Regularmente cuando escribo un artículo en este blog es para hablar sobre
las relaciones y lo mucho que se ha deteriorado el modo de convivir con otros
seres humanos debido a las redes sociales. Sin embargo, hoy quiero hablarles de
algo mucho más importante y que me afecta directamente, pues como muchos de
ustedes ya deben saber después de todos estos años leyéndome, soy minusválido y
uso una silla de ruedas.
Esto último ha dificultado que pueda
conseguir un empleo estable pese a mis notorias capacidades y más aún, que
pueda volver pronto a Estambul por falta de un compañero.
Pero ayer ocurrió algo que me enrostró nuevamente la indiferencia social
ante mi discapacidad. Casi siempre cuando mamá y yo salimos, ocupaos las
estaciones de metro donde hay ascensores y aunque existe por todas partes un
letrero que reza «Uso
preferencial para discapacitados», debemos quedarnos esperando abajo cuando
lo aborda gente gorda y floja que pudiendo usar las escaleras sin ninguna
dificultad, no lo hace.
Durante la tarde, ya regresando a casa después de haber disfrutado una agradable
tarde con mamá y mi tía comprando, abordamos el ascensor en estación Las Rejas,
donde en primer lugar un grupo de personas nos empujó para entrar cuando ya
habíamos subido; estábamos tan apretados, que las puertas no se cerraron porque
el bolso de una mujer quedaba fuera y así lo hizo notar mi tía.
_ Señora, la capacidad máxima es de diez personas.
_ Sí, pero hay una silla de ruedas –dijo mi tía.

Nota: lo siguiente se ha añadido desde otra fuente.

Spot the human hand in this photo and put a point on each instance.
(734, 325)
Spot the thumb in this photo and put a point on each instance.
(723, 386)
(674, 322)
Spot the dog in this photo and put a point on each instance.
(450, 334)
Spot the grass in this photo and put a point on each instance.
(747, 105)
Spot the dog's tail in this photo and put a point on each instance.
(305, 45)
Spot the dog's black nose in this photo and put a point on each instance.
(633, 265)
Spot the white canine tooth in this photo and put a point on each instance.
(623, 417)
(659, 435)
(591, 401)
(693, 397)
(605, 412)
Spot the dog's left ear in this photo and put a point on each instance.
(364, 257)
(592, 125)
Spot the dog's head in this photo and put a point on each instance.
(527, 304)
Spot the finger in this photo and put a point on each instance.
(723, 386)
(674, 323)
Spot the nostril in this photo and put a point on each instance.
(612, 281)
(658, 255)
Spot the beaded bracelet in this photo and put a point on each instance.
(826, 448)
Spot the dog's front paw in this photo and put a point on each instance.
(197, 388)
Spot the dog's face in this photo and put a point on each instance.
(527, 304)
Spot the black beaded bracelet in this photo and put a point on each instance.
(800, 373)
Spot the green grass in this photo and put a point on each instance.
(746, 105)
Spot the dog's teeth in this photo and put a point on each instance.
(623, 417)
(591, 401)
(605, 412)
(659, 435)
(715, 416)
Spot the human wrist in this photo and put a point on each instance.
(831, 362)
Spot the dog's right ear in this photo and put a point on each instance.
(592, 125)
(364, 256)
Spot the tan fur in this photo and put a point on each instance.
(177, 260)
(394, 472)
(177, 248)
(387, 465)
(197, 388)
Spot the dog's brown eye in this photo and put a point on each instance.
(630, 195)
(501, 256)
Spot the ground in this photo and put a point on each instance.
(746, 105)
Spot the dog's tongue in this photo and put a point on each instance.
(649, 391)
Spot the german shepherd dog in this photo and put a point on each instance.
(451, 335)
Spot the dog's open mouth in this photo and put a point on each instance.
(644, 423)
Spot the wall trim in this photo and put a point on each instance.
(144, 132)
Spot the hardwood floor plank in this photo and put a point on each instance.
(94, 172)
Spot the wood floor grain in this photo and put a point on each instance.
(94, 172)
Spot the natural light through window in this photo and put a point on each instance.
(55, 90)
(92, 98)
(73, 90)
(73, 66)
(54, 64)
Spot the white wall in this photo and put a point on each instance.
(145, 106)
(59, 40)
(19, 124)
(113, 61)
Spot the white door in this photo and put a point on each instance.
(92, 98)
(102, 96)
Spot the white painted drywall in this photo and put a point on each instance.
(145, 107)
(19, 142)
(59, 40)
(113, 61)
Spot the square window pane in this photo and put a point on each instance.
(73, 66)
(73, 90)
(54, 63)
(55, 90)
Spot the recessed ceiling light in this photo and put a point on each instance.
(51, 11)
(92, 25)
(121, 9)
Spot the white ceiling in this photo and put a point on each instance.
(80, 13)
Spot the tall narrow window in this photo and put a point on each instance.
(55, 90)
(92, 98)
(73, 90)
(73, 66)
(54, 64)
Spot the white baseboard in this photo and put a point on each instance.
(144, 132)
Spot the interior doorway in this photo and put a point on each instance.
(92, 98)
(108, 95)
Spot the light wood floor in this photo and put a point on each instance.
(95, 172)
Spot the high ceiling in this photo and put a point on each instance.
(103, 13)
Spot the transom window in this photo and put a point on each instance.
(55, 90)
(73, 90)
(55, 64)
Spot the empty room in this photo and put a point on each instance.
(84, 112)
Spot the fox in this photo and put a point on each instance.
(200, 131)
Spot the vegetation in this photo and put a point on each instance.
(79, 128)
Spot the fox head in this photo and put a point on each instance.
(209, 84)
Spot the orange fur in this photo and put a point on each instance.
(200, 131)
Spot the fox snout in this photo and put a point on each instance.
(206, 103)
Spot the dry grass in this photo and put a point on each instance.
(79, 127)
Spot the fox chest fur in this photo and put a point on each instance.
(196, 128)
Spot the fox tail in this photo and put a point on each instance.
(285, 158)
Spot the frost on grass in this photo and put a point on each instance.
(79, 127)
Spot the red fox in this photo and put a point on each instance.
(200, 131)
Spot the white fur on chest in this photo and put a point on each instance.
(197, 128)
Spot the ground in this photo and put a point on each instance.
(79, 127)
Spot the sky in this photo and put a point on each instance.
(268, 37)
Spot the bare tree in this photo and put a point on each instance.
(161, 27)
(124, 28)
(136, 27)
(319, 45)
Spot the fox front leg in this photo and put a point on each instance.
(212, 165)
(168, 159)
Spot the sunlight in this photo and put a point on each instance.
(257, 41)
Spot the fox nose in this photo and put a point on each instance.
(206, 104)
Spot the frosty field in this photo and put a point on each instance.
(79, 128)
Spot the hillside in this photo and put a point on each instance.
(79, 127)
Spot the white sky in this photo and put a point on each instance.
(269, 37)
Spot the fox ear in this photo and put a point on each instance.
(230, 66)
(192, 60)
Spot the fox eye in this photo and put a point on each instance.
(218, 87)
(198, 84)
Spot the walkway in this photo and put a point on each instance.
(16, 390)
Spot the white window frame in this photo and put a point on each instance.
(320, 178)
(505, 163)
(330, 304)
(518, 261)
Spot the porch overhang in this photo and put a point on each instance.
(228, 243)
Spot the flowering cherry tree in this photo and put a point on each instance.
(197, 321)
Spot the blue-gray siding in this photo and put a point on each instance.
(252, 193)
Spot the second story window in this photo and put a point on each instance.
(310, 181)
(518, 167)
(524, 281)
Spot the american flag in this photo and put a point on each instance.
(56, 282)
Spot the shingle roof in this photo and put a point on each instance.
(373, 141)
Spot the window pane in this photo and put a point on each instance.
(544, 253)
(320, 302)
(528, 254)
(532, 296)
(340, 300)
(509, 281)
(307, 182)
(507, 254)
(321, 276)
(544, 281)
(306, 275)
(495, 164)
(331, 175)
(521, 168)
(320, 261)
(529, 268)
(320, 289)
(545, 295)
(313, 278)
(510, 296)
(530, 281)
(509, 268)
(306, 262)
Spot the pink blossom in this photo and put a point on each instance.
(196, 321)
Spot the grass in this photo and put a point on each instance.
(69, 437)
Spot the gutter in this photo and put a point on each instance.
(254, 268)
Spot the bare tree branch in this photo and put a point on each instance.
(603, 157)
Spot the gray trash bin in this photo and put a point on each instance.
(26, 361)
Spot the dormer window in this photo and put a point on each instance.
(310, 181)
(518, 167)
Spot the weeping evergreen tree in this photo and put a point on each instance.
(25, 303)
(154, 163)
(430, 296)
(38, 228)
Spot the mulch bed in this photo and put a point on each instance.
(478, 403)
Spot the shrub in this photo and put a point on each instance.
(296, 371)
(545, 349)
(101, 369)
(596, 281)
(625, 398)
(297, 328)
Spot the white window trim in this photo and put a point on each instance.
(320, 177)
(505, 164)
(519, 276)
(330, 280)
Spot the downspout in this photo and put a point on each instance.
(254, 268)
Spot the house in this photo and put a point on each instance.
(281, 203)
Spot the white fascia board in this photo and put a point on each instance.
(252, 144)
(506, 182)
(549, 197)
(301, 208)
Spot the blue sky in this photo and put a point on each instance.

_ Eso no tiene nada que ver.
_ El uso del ascensor es preferencial para discapacitados –intervine,
molesto pero sin ser insolente.
_ Cabríamos todos si alguien se sentara en las piernas del joven –me respondió
alguien desde atrás.
Es verdad que la capacidad máxima del ascensor es para diez personas,
paradas. Pero, habiendo dentro alguien en silla de ruedas, el único letrero que
tiene validez dice «Uso
preferencial para discapacitados». Es el colmo que yo en mi condición deba
incluso, soportar el descriterio y la pésima educación de alguien que incluso
existiendo un letrero y una ley, sugiere que deba sentar a alguien sobre mí
para evitar la incomodidad a una persona completamente sana, pero perezosa a
ultranza.
¿En qué clase de sociedad podrida vivimos, para que estando sentado en una
silla de ruedas, no baste como suficiente prueba de que me es imposible usar
las escaleras? No puede ser que esa persona sea tan indolente y no se baje del
elevador.
¿Por qué debo aguantar que alguien me debata sobre mi derecho a ocupar un
ascensor en el metro o cualquier otro lugar? No importa si existen letreros o
leyes, pues es cosa de sentido común que si estás sano, deberías cederle tu
lugar a un discapacitado, un anciano o mujer embarazada.
Tal vez esa mujer fue despedida de su empleo, su novio la cortó o tiene
otro problema. ¿Por qué es asunto mío? Nada de eso justifica que sea poco
solidaria, mal educada y tampoco son razones para cederle mi espacio.
No estaríamos juntos por más que los pocos segundos compartidos en ese
espacio, pero además de buscarnos pelea a mi tía y a mí, ni siquiera tuvo la
gentileza de dar su punto de vista educadamente; de cualquier manera, yo siempre tendría preferencia para usar el elevador. Ahora ni siquiera te saludan y
así como ella tampoco sabe todo el sufrimiento que he pasado por ser
discapacitado, yo tampoco debía investigar su vida para saber la fuente de su
mala actitud.
He sido breve, pero en esta ocasión les pido que por favor no se conformen
sólo con leer el artículo sino que además, lo difundan.